NEW DELHI (Reuters) - India said on Tuesday that 39 Indians, who were kidnapped by Islamic State militants in Iraq in 2014, had been confirmed dead after their bodies were found and DNA samples matched.
The bodies were recovered from a mound in Badush, in the Iraqi city of Mosul, which was freed from the Islamic State last July. DNA tests had confirmed the bodies to be those of the construction workers who went missing from Mosul, Foreign Minister Sushma Swaraj said.
“With full proof I can say these 39 are dead,” Swaraj told parliament. The government had for years said it would only declare the men dead once it had full evidence.
Swaraj said authorities in Baghdad helped identify the mound in Badush, about 420 kms (260 miles) from the capital Baghdad, and with the help of deep penetration radar, the buried bodies were discovered and exhumed.
DNA testing provided matches for 38 of the missing men while one was a 70 percent match, Swaraj said, as his parents were both dead and the DNA sample of next of kin was provided.
“We recovered ID cards, long hair, kada and some non-Iraqi footwear,” Swaraj said.

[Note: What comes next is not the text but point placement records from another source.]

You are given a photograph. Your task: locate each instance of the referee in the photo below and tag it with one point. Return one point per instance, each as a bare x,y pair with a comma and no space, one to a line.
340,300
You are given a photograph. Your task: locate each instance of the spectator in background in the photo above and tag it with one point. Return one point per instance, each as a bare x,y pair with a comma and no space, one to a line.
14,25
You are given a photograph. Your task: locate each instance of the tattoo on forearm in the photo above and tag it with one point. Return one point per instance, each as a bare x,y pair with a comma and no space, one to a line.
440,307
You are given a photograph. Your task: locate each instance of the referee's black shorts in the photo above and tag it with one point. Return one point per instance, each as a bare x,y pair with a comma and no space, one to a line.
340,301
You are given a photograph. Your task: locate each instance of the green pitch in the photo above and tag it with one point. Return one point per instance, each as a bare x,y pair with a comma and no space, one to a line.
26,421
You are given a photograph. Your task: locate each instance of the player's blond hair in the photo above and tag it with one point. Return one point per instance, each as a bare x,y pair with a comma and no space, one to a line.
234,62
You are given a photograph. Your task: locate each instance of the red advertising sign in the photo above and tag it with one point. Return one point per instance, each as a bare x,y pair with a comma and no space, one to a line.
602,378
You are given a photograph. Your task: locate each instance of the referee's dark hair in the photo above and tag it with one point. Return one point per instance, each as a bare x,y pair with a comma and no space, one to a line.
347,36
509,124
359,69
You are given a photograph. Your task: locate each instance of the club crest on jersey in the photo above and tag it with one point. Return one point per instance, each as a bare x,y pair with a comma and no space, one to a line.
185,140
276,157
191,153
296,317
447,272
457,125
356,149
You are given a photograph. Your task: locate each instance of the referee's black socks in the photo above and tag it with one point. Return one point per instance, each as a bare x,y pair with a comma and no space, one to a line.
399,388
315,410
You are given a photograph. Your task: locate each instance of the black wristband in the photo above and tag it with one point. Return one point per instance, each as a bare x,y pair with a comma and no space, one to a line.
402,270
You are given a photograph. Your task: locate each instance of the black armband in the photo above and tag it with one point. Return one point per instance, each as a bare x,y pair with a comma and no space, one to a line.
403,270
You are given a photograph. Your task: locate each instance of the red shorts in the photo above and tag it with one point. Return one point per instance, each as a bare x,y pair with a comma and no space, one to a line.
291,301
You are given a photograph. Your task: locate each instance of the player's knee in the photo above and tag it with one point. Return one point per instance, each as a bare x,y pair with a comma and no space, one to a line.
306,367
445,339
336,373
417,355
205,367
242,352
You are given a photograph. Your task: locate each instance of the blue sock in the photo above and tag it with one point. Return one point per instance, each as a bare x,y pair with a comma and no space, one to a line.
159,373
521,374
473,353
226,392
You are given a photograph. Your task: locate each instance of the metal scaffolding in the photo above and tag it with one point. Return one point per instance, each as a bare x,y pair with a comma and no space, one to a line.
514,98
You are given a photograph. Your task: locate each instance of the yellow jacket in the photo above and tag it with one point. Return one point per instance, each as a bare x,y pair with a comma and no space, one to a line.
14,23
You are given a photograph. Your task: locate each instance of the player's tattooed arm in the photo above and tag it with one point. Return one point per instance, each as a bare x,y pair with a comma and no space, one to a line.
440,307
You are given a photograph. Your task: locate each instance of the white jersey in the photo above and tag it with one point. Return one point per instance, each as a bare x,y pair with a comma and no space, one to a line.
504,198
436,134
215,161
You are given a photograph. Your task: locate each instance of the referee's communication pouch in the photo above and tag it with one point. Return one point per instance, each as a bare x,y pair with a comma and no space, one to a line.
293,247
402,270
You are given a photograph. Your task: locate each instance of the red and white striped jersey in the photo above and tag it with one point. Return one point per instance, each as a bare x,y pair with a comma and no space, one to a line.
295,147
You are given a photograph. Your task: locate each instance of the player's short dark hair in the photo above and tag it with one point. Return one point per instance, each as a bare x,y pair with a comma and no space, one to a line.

A kada is a steel bracelet worn by Sikh men, who do not cut their hair.
Most of the workers were from the northern state of Punjab, where most of India’s Sikhs live.
“Shattered at the heart-wrenching news ... that the 39 Indians missing in Iraq, most of whom were Punjabis, are dead,” Punjab Chief Minister Amarinder Singh said on Twitter.
“My heart goes out to the families who had been living in hope since their reported abduction by ISIS in 2014.”
The government had maintained for years that it believed the men were alive and it was trying to secure their release.
Opposition leaders and families of the men said the government had kept them in the dark.
“Why did the government give false hope to the nation for three and a half years that the people were still alive? That was disappointing behaviour,” Shashi Tharoor, a leader of the opposition Congress party, said in a tweet.